You may have decided it’s time to sell, but before you begin the M&A process, you need to take a good, hard look at what you plan to put on the block. Just because you’re ready doesn’t mean buyers will be interested — particularly if this is the first time you’ve thought about preparing your business for sale. Prospective buyers won’t just scrutinize your business, but they’ll also compare it to other opportunities in the marketplace.
Asking Tough Questions
With the help of your M&A advisors, go over your company with a fine-tooth comb, just as a buyer will during the due diligence stage. Evaluate everything from debt levels to personnel to customer relationships and address any issues that are likely to give potential buyers pause, such as too much business concentration in only a few customers.
As an owner, you probably value your business and its sale prospects highly. But to understand its actual market value, you need to think like a buyer and ask the kinds of questions buyers will. These include:
(Q) Is it Financially Sound?
Is your balance sheet strong relative to those of your competitors, particularly when it comes to debt? Do you have good growth prospects or has your company’s growth plateaued? If buyers sense financial distress or little growth opportunity, they’ll undervalue your business or, more likely, move on.
(Q) Is it Unique?
Identify what gives you a leg up on the competition. Do you make a niche product essential to the business of other manufacturers? Do you own a valuable patent, trademark or brand? Do you have an exclusive client or customer list? Such assets can increase your company’s value in the eyes of the right buyer.
(Q) Is it an Easy Fit?
Buyers look for businesses with strong leaders, similar corporate cultures and the prospect of smooth integration. Do you have an experienced management team capable of easing the company through a merger transition? Have you provided incentives for good employees to stay?
Before entering the market, streamline your company’s operations so that buyers can focus on your essential offerings and not be distracted by peripheral issues. Begin at the office level, ensuring your facilities are clean, modern and professional looking. Next, make sure key business documents are well organized and easily accessible, including financial statements, which need to be accurate, up-to-date and easy to review.

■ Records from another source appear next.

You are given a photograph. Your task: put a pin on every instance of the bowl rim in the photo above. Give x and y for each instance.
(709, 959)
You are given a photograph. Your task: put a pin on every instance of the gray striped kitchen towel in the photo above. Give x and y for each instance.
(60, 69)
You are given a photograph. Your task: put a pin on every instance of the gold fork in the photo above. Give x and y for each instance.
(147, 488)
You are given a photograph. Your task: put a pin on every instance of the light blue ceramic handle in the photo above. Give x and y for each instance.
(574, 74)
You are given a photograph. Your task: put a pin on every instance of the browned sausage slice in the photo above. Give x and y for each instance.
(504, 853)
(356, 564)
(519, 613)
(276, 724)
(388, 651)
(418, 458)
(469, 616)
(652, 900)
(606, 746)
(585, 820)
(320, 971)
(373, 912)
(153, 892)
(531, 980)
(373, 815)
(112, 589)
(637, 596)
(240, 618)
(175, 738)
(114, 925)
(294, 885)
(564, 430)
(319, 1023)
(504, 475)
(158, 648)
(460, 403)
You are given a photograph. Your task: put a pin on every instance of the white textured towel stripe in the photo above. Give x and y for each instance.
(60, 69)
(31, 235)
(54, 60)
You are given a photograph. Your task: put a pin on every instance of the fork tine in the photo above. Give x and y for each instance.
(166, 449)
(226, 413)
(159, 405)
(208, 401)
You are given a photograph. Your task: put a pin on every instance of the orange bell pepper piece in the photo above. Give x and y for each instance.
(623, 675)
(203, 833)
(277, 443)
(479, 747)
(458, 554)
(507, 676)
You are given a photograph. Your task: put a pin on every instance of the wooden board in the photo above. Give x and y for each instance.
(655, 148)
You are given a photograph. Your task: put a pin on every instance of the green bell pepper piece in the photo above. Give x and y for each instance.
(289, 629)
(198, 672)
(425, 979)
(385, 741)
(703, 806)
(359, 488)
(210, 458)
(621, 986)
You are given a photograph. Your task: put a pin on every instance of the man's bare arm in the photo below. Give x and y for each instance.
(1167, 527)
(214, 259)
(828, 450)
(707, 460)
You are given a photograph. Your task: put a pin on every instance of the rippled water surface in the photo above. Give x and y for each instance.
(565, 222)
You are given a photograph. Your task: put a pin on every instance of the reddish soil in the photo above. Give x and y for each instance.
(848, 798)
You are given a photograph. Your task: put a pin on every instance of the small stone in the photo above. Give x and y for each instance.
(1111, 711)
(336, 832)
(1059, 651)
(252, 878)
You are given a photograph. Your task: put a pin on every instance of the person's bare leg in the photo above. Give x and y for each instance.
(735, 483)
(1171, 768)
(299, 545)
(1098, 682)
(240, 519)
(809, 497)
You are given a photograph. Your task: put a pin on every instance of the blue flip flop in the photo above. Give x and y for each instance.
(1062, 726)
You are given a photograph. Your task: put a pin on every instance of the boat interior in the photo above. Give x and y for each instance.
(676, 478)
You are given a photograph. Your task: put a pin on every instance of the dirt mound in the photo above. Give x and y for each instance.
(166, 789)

Streamline at the organizational level as well. Try to resolve or minimize potential snags such as:
- Ongoing or pending lawsuits
- HR issues
- Major outstanding insurance claims
- Ownership of intellectual property
You may also need to separate your real estate holdings from your business. Some buyers prefer to buy real estate separately from the rest of the business so they have the option of easily selling it when the transaction closes.